Synthesis and Biological
Activity of Human Calcitonin Analogue
YU Chao, ZHOU Guo-Ming, LI Bo-Liang, WU Xiang-Fu and CUI
Da-Fu
( Shanghai Institute of Biochemistry, the Chinese Academy of Sciences,
Shanghai 200031, China )
Abstract The potency of salmon
calcitonin (sCT) is higher but the structural homology between sCT and human
calcition (hCT) is only 50%. Based on the comparison of the structure between
sCT and hCT, we have designed and synthesized a hCT analogue (mhCT-2) by solid phase
method, using air oxidation in diluted solution to obtain a peptide with
intramolecular disulfide bond.

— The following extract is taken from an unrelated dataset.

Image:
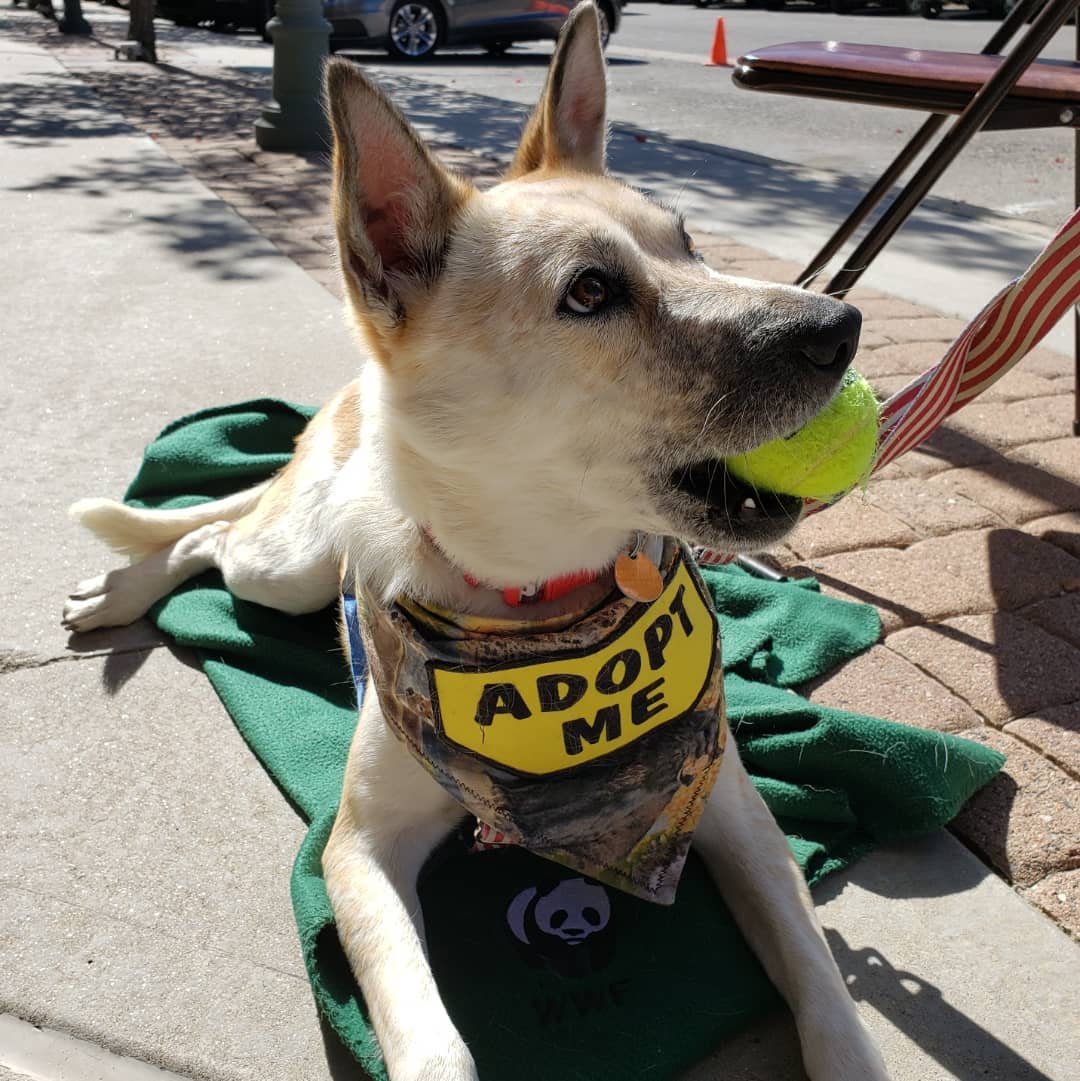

Through HPLC purification, we obtained a
capillary electrophoresis-homogeneous mhCT, results of analysis of its mass
spectrum and N-terminal sequencing were in accordance with the theoretical
values. The results of calcitonin bioassay by estimating the blood calcium
levels in rats showed that the potency of mhCT-2 was around 2 000 IU/mg, one
order of magnitude higher than that of hCT. In RIA assay, we have found that
the immunoactivity of mhCT-2 and hCT was much different because of their
different binding abilities to anti-hCT antibody. This indicated that the
conformation of mhCT-2 was changed as compared with hCT. In rat osteoporosis
model, the results showed that pharmacologic effects of mhCT-2 was the same as
that of sCT. The synthetic mhCT-2 seems promising to be a clinically useful
peptide with high potential in osteoporosis therapy, because it is similar in
biological properties to, but less immunogenic than sCT.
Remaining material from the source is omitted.